In any case, at this stage, the direction of Lik's growth was clear. In 1937, he graduated from the University of Washington with three degrees in physics, mathematics, and psychology. He stayed one more year to complete his master's degree in psychology. (The record of receiving a master's degree, which was awarded to "Robnett Licklider," was perhaps the last record of him to appear in print.) And in 1938 he entered the doctoral program at the University of Rochester in New York - one of the nation's leading centers for the study of the auditory region of the brain, the area that tells us how we should hear.

Lick's departure from Missouri affected more than just his change of address. For the first two decades of his life, Leek was an exemplary son to his parents, faithfully attending Baptist meetings and prayer meetings three or four times a week. However, after he left the house, his foot never crossed the threshold of the church again. He could not bring himself to tell this to his parents, realizing that they would receive an extremely strong blow when they learned that he had abandoned the faith they loved. But he found the limitations of Southern Baptist life incredibly oppressive. More importantly, he could not profess a faith that he did not feel. As he later noted, when asked about his feelings, which he acquired at prayer meetings, he answered "I did not feel anything."

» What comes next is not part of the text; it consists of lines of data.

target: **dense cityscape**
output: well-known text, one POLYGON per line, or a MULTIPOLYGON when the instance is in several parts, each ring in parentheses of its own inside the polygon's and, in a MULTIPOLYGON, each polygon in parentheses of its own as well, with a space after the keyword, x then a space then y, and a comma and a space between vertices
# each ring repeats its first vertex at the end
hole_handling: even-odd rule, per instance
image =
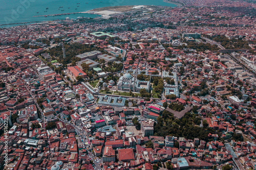
POLYGON ((256 169, 255 1, 167 2, 0 28, 0 169, 256 169))

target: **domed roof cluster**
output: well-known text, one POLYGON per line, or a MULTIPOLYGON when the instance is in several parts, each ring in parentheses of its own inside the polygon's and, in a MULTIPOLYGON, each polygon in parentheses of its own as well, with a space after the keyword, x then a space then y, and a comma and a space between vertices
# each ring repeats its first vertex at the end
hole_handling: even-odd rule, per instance
POLYGON ((51 170, 59 170, 59 166, 58 165, 54 165, 51 167, 51 170))
POLYGON ((123 76, 123 78, 125 79, 130 79, 132 77, 132 75, 129 73, 126 73, 123 76))

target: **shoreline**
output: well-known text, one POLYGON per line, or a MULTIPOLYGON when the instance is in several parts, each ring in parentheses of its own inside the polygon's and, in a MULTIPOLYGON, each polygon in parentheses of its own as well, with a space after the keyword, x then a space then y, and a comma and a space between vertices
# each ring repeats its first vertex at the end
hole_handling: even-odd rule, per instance
MULTIPOLYGON (((179 3, 174 3, 173 2, 171 2, 170 0, 163 0, 163 1, 164 2, 168 3, 168 4, 174 4, 175 5, 177 5, 177 7, 172 7, 172 8, 180 8, 182 7, 183 6, 182 5, 179 4, 179 3)), ((144 7, 146 7, 147 8, 150 8, 150 7, 158 7, 157 6, 153 6, 153 5, 125 5, 125 6, 114 6, 114 7, 101 7, 101 8, 94 8, 90 10, 88 10, 85 12, 73 12, 73 13, 62 13, 62 14, 48 14, 48 15, 34 15, 33 16, 33 17, 41 17, 41 16, 61 16, 61 15, 69 15, 71 14, 78 14, 78 13, 88 13, 88 14, 95 14, 95 15, 100 15, 101 17, 103 15, 103 14, 97 14, 97 13, 100 11, 111 11, 113 12, 128 12, 128 11, 131 11, 133 10, 138 10, 138 9, 133 9, 132 8, 136 6, 143 6, 144 7)), ((162 6, 162 7, 169 7, 168 6, 162 6)), ((4 26, 7 26, 7 25, 19 25, 19 26, 23 26, 25 25, 27 23, 41 23, 41 22, 49 22, 49 21, 54 21, 55 20, 52 20, 50 21, 28 21, 28 22, 17 22, 17 23, 8 23, 8 24, 2 24, 0 25, 0 26, 4 26, 4 28, 5 28, 4 26)), ((7 27, 9 28, 9 27, 7 27)))
POLYGON ((173 4, 176 5, 177 6, 176 7, 177 8, 180 8, 183 7, 183 5, 182 4, 172 2, 170 0, 163 0, 163 2, 166 3, 173 4))

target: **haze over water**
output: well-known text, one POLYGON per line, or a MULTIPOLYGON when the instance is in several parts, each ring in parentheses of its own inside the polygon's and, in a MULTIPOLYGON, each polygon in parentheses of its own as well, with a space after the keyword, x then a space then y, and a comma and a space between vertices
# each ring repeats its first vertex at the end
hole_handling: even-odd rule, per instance
MULTIPOLYGON (((95 17, 98 15, 79 13, 69 15, 51 16, 47 17, 33 16, 85 12, 97 8, 109 6, 124 5, 156 5, 172 7, 176 6, 176 5, 164 2, 163 0, 0 0, 0 25, 60 20, 65 19, 67 17, 70 19, 76 19, 78 16, 95 17), (60 7, 63 8, 59 8, 60 7), (48 9, 47 9, 47 8, 48 9)), ((15 26, 5 25, 2 27, 15 26)))

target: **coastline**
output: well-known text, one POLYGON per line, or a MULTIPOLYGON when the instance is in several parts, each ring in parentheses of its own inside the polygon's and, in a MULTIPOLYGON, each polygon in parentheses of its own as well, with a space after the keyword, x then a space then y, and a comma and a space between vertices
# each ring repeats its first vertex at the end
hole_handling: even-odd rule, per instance
POLYGON ((177 8, 181 8, 182 7, 183 5, 181 4, 177 3, 174 3, 172 1, 170 1, 170 0, 163 0, 163 2, 166 3, 169 3, 169 4, 173 4, 174 5, 176 5, 177 6, 177 8))
MULTIPOLYGON (((175 5, 177 5, 177 7, 172 7, 172 8, 180 8, 182 7, 183 6, 182 5, 179 4, 179 3, 174 3, 173 2, 170 1, 170 0, 163 0, 163 1, 164 2, 168 3, 168 4, 172 4, 175 5)), ((124 13, 125 12, 129 12, 129 11, 132 11, 133 10, 139 10, 140 9, 137 9, 135 8, 134 9, 133 7, 138 7, 138 6, 144 6, 146 8, 157 8, 160 7, 165 7, 167 8, 167 6, 155 6, 155 5, 126 5, 126 6, 109 6, 109 7, 101 7, 101 8, 95 8, 93 9, 85 12, 73 12, 73 13, 62 13, 62 14, 48 14, 48 15, 34 15, 33 16, 33 17, 41 17, 41 16, 59 16, 59 15, 69 15, 70 14, 78 14, 78 13, 88 13, 88 14, 96 14, 96 15, 99 15, 101 16, 101 17, 102 17, 103 15, 109 15, 108 14, 99 14, 98 12, 103 11, 109 11, 113 12, 116 12, 117 13, 124 13)), ((142 8, 141 8, 142 9, 142 8)), ((17 22, 17 23, 9 23, 9 24, 2 24, 0 25, 0 28, 4 26, 5 27, 5 26, 7 26, 7 25, 19 25, 20 26, 22 25, 27 25, 28 23, 31 23, 31 24, 33 23, 44 23, 44 22, 48 22, 49 21, 54 21, 55 20, 50 20, 50 21, 28 21, 28 22, 17 22)))

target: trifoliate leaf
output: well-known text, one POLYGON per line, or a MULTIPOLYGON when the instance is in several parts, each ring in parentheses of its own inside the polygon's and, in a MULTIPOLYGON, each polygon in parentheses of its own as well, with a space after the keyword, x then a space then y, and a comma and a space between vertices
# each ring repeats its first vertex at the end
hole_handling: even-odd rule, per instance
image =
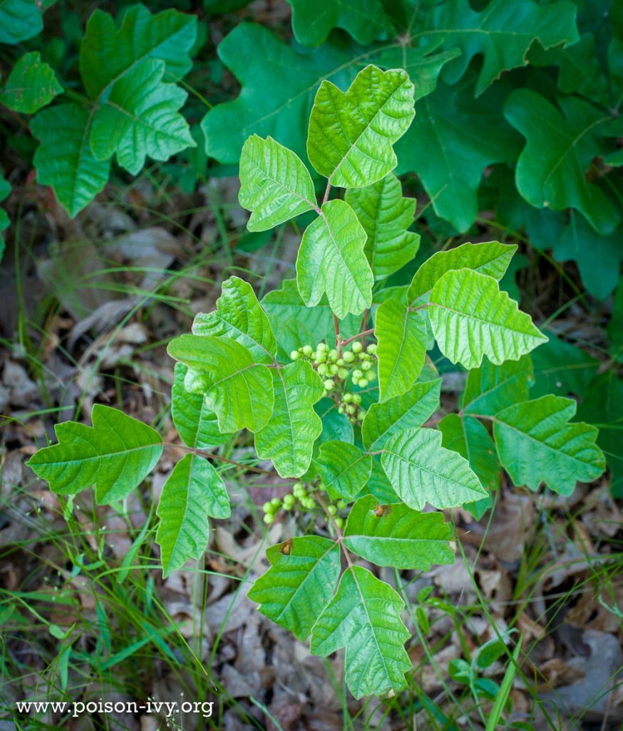
MULTIPOLYGON (((335 328, 333 313, 328 300, 323 295, 320 301, 314 307, 307 307, 303 301, 295 279, 284 279, 281 289, 269 292, 262 298, 262 307, 273 326, 274 332, 279 335, 281 344, 282 329, 284 322, 295 320, 302 327, 306 328, 315 338, 301 345, 314 345, 326 340, 333 342, 335 328)), ((361 318, 355 315, 347 315, 340 321, 340 333, 344 338, 349 338, 359 332, 361 318)), ((290 349, 292 350, 292 348, 290 349)), ((290 350, 286 352, 289 353, 290 350)))
POLYGON ((535 41, 543 48, 575 43, 579 37, 576 12, 576 5, 567 1, 542 6, 532 0, 491 0, 475 12, 468 0, 457 0, 436 4, 425 25, 433 31, 427 37, 444 37, 446 48, 461 50, 444 69, 446 81, 455 83, 475 56, 483 56, 478 96, 505 71, 525 65, 535 41))
POLYGON ((587 177, 604 154, 609 113, 577 96, 557 99, 560 110, 533 89, 515 89, 504 115, 526 139, 515 172, 517 190, 531 205, 576 208, 599 233, 612 233, 621 216, 603 189, 587 177))
POLYGON ((222 434, 217 415, 208 407, 202 393, 190 393, 184 386, 188 368, 175 364, 175 378, 171 390, 171 415, 179 438, 187 447, 198 450, 224 444, 231 433, 222 434))
MULTIPOLYGON (((534 366, 534 385, 530 389, 530 396, 536 398, 549 393, 557 396, 568 396, 570 393, 584 396, 597 373, 599 361, 581 348, 565 343, 551 333, 548 333, 548 337, 549 342, 537 348, 530 355, 534 366)), ((523 398, 516 399, 516 401, 527 400, 527 394, 523 398)), ((492 412, 492 416, 510 406, 511 403, 500 401, 497 411, 492 412)))
POLYGON ((0 0, 0 43, 15 45, 42 30, 36 0, 0 0))
POLYGON ((504 276, 516 244, 485 241, 483 243, 462 243, 447 251, 437 251, 415 273, 407 292, 407 300, 413 304, 425 300, 441 277, 453 269, 473 269, 479 274, 492 276, 498 281, 504 276))
POLYGON ((355 698, 395 694, 411 667, 400 619, 404 602, 391 586, 360 566, 345 571, 338 591, 312 628, 312 652, 325 657, 346 648, 346 681, 355 698))
POLYGON ((155 15, 142 4, 123 13, 117 27, 107 12, 95 10, 80 44, 80 75, 91 99, 104 94, 117 79, 147 59, 166 64, 167 81, 185 76, 193 66, 190 50, 197 36, 197 18, 177 10, 155 15))
POLYGON ((495 446, 515 485, 538 490, 545 482, 555 493, 570 495, 577 480, 589 482, 603 472, 597 430, 582 422, 569 423, 576 409, 573 399, 550 395, 496 414, 495 446))
POLYGON ((261 605, 265 617, 306 640, 339 577, 339 546, 327 538, 301 536, 271 546, 266 556, 271 568, 247 596, 261 605))
POLYGON ((547 340, 494 279, 471 269, 444 274, 430 303, 430 325, 441 352, 466 368, 477 368, 484 355, 497 365, 517 360, 547 340))
POLYGON ((97 160, 89 145, 90 115, 85 107, 61 104, 31 120, 41 142, 34 154, 37 181, 52 186, 70 216, 89 203, 108 181, 109 160, 97 160))
POLYGON ((240 205, 251 211, 249 231, 266 231, 306 211, 317 210, 309 171, 271 137, 249 137, 240 154, 240 205))
POLYGON ((347 203, 324 204, 305 230, 296 260, 296 283, 308 307, 315 306, 325 292, 340 319, 371 306, 374 278, 363 251, 365 238, 347 203))
POLYGON ((121 500, 145 479, 162 453, 157 431, 123 412, 96 404, 93 427, 57 424, 58 444, 36 452, 28 466, 61 495, 92 485, 100 505, 121 500))
POLYGON ((292 30, 303 45, 323 43, 333 28, 343 28, 367 45, 393 32, 380 0, 340 0, 322 4, 307 0, 287 0, 292 6, 292 30))
POLYGON ((381 462, 392 486, 409 507, 454 507, 487 495, 469 463, 441 446, 441 432, 405 429, 388 439, 381 462))
POLYGON ((203 457, 186 455, 164 483, 158 506, 163 576, 189 558, 201 558, 208 547, 208 518, 229 518, 231 512, 225 483, 214 468, 203 457))
POLYGON ((145 159, 168 160, 195 147, 188 123, 178 112, 188 94, 175 84, 162 83, 163 61, 147 58, 115 83, 93 115, 90 145, 98 160, 113 154, 136 175, 145 159))
POLYGON ((443 435, 441 445, 465 457, 487 491, 486 497, 463 506, 479 520, 491 507, 491 491, 500 487, 501 470, 493 439, 486 428, 470 416, 446 414, 438 424, 438 428, 443 435))
POLYGON ((410 262, 419 247, 413 223, 415 198, 403 198, 400 181, 390 174, 367 188, 347 191, 345 199, 368 235, 365 256, 375 279, 384 279, 410 262))
POLYGON ((272 376, 247 348, 209 335, 182 335, 167 352, 198 374, 196 393, 205 395, 222 432, 258 431, 268 423, 274 404, 272 376))
POLYGON ((196 316, 193 333, 231 338, 248 349, 256 363, 274 363, 277 354, 271 323, 253 287, 237 276, 231 276, 221 285, 215 311, 196 316))
POLYGON ((396 143, 397 174, 416 173, 435 213, 460 232, 476 217, 485 169, 495 162, 514 164, 520 149, 520 137, 500 109, 506 93, 501 83, 474 104, 471 84, 463 91, 440 81, 419 102, 413 124, 396 143))
POLYGON ((454 562, 452 528, 442 512, 379 505, 371 495, 352 506, 344 535, 347 548, 377 566, 428 571, 431 564, 454 562))
POLYGON ((275 405, 268 423, 255 434, 260 459, 269 459, 282 477, 300 477, 309 468, 314 442, 322 431, 314 404, 322 398, 320 376, 298 360, 271 369, 275 405))
POLYGON ((420 381, 402 395, 373 404, 361 425, 363 446, 382 449, 395 434, 421 426, 439 408, 441 386, 441 378, 420 381))
POLYGON ((424 366, 426 323, 398 300, 386 300, 376 311, 379 401, 400 396, 415 383, 424 366))
POLYGON ((52 67, 33 51, 24 53, 13 67, 0 91, 0 102, 15 112, 33 114, 62 91, 52 67))
POLYGON ((365 486, 372 469, 372 458, 355 444, 325 442, 314 460, 332 500, 349 500, 365 486))
MULTIPOLYGON (((547 344, 542 347, 546 347, 547 344)), ((541 352, 538 349, 535 354, 541 352)), ((530 356, 506 360, 495 366, 485 358, 479 368, 468 374, 463 395, 465 414, 495 416, 511 404, 528 399, 528 389, 534 382, 530 356)))
POLYGON ((206 152, 225 164, 237 164, 249 135, 270 135, 303 162, 305 125, 323 78, 347 86, 360 49, 339 38, 297 53, 262 26, 241 23, 219 44, 220 60, 240 82, 240 95, 211 109, 201 122, 206 152), (270 91, 270 93, 267 93, 270 91))
POLYGON ((413 119, 414 86, 406 71, 367 66, 348 91, 323 81, 309 118, 307 154, 331 185, 361 188, 396 167, 392 145, 413 119))

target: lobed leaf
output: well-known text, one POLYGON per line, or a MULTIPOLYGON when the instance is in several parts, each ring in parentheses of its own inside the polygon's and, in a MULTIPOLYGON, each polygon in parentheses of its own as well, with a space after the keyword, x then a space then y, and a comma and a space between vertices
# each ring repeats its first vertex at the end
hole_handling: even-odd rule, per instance
POLYGON ((196 315, 193 333, 235 340, 252 353, 256 363, 273 363, 277 354, 271 323, 253 287, 237 276, 223 281, 215 311, 196 315))
POLYGON ((0 102, 15 112, 33 114, 62 91, 52 67, 42 61, 38 51, 32 51, 13 67, 0 91, 0 102))
POLYGON ((121 500, 145 479, 162 453, 157 431, 123 412, 96 404, 93 426, 74 421, 57 424, 58 444, 36 452, 33 471, 61 495, 92 485, 100 504, 121 500))
POLYGON ((405 429, 383 448, 381 462, 392 486, 415 510, 427 502, 456 507, 487 495, 468 461, 442 447, 441 436, 435 429, 405 429))
POLYGON ((346 648, 346 681, 355 698, 395 694, 411 667, 404 648, 409 633, 396 591, 359 566, 342 574, 336 595, 312 629, 312 652, 325 657, 346 648))
POLYGON ((198 376, 196 390, 216 412, 221 432, 258 431, 268 423, 274 406, 272 376, 247 348, 213 336, 182 335, 167 352, 198 376))
POLYGON ((421 426, 439 408, 441 386, 441 378, 420 381, 400 396, 373 404, 361 425, 363 446, 382 449, 390 437, 421 426))
POLYGON ((403 198, 392 173, 366 188, 352 188, 344 200, 368 235, 365 256, 375 279, 384 279, 408 264, 419 248, 419 235, 409 231, 415 199, 403 198))
POLYGON ((201 558, 208 546, 208 518, 229 518, 231 512, 225 483, 214 468, 203 457, 186 455, 173 468, 158 501, 156 542, 163 577, 189 558, 201 558))
POLYGON ((367 66, 349 90, 325 80, 309 118, 307 154, 329 183, 361 188, 396 167, 392 145, 413 119, 414 86, 406 71, 367 66))
POLYGON ((365 238, 347 203, 322 205, 305 230, 296 259, 296 283, 308 307, 317 305, 325 292, 339 319, 371 305, 374 278, 363 251, 365 238))
POLYGON ((444 274, 430 292, 430 304, 441 352, 466 368, 480 366, 484 355, 496 365, 517 360, 547 341, 494 279, 470 269, 444 274))
POLYGON ((339 546, 327 538, 301 536, 271 546, 266 556, 271 568, 247 596, 261 605, 265 617, 304 640, 339 577, 339 546))
POLYGON ((379 505, 371 495, 352 506, 344 545, 377 566, 428 571, 453 564, 452 528, 441 512, 419 512, 403 503, 379 505))
POLYGON ((562 396, 541 396, 516 404, 495 415, 493 436, 502 466, 515 485, 570 495, 577 480, 597 480, 605 469, 595 444, 597 430, 570 424, 577 404, 562 396))
POLYGON ((249 231, 266 231, 317 210, 314 183, 301 158, 270 136, 252 135, 240 154, 240 205, 251 211, 249 231))
POLYGON ((300 477, 309 469, 314 442, 322 425, 314 404, 322 398, 320 376, 298 360, 272 368, 275 403, 268 423, 255 434, 260 459, 269 459, 282 477, 300 477))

If many things changed, at least one remained: Lick was a star in the Department of Psychology at the University of Washington, and he was a star at Rochester. For his Ph.D. thesis, he made the first map of neuronal activity in the auditory zone. In particular, he identified regions whose presence was critical for distinguishing between different sound frequencies - the main ability that allows you to highlight the rhythm of music. And eventually he became such an expert in vacuum tube electronics - not to mention becoming a real wizard in setting up experiments - that even his professor came to consult him.

Leake also excelled at Swarthmore College, outside of Philadelphia, where he held a postdoctoral position after receiving his Ph. rearing up.

On the whole, 1942 was not a good year for a carefree life. Leek's career, like that of countless other researchers, was about to take a much more dramatic turn.